INTRODUCTION: Placental mesenchymal dysplasia (PMD) is a rare placental anomaly associated with high perinatal mortality; it is predominantly seen in female fetuses and very few cases have been reported. The evaluation of first- and second-trimester products of conception is of the utmost importance when assessing molar pathologies such as complete hydatidiform moles, partial hydatidiform moles, and nonmolar samples. METHODS: We report a monochorionic 46XX,69XXY pregnancy with placental mesenchymal dysplasia (PMD) with possible androgenetic biparental mosaicism etiology (Instituto Nacional de Perinatología Isidro Espinosa de los Reyes approval number P-270-18).

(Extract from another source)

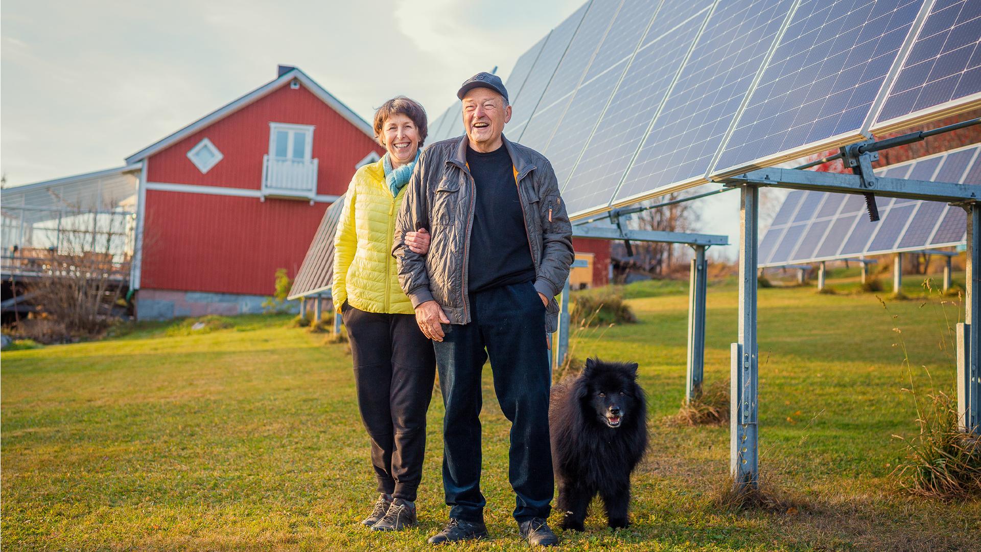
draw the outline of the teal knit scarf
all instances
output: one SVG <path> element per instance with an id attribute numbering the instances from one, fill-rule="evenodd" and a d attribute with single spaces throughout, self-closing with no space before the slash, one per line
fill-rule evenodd
<path id="1" fill-rule="evenodd" d="M 409 182 L 409 177 L 412 176 L 412 169 L 416 168 L 416 161 L 419 160 L 420 154 L 422 154 L 422 150 L 416 151 L 415 159 L 397 169 L 391 168 L 391 160 L 388 159 L 387 153 L 385 154 L 385 157 L 382 157 L 383 164 L 385 165 L 385 182 L 388 183 L 388 190 L 391 191 L 392 197 L 398 195 L 398 191 Z"/>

RESULTS: The patient is a 28-year-old gravida 2, para 1, female with no notable past medical history. She had a previous pregnancy resulting in an uncomplicated abdominal delivery at 39 weeks of gestation 5 years prior. The patient was transferred to our health center at 24.2 weeks of gestation with a molar component because of USG data consistent with a probable hepatic tumor, perimembranous ventricular septal defect, and probable PMD. Ultrasound at 24.3 weeks of gestation demonstrated a single intrauterine pregnancy with one-third of the placenta appearing normal, the second third showing irregular cystic masses, and the remaining third with larger cysts. Placental mesenchymal dysplasia was diagnosed retrospectively based on data from the gross, histologic, and genetic components. CONCLUSION: To our knowledge, this is the first reported case of PMD with a 46XX,69XXY karyotype. A radical and cautious approach to PMD cases is needed because of the lack of sufficient data and reports.